From time to time you will here some say that they’re trying to restore THE New Testament church, with emphasis on THE. For example, a whole movement, Stone-Campbell of the early-mid nineteenth century (non-instrumental Church of Christ, Christian Church, and Disciples of Christ), was all about restoring New Testament Christianity.
They wanted to have nothing to do with synods, creeds, or man-made traditions. In fact, the founding leaders left the Presbyterians, Baptists, Methodists, to form this new movement, often considering the denominations they left sinful.
1. Did their experiment succeed? Of course not!

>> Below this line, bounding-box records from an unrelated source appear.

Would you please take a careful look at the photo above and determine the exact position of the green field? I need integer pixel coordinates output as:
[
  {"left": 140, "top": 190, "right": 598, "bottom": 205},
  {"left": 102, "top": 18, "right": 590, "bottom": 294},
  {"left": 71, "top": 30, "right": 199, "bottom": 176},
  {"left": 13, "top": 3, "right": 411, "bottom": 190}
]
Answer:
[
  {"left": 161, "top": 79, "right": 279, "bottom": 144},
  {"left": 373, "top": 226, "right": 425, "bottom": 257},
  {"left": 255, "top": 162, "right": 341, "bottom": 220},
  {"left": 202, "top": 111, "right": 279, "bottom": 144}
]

Ironically, this new movement was all about man-made traditions, the very thing they condemned as sinful. What they considered “the marks of the true church” were nothing more than the teachings and philosophies of their leaders.
2. What New Testament Church?
The one in Acts? Which one? At Jerusalem or Antioch? How about Corinth or Ephesus?
Throughout church history, these kinds of movements sound awfully wonderful and the like. But let’s not delude ourselves: there is NO RESTORING the New Testament Church. Such talk is futile.
Not even the 16th century Reformers sought to restore THE New Testament Church. The church has always been there. They only sought to rediscover certain principles (for example, the solas of the Reformation).
Rather than seeking to restore THE New Testament Church and becoming sectarian in the process, it would be if we all seek to be more like Christ to one another, i.e., laying down our lives for one another because we are compelled by agape love.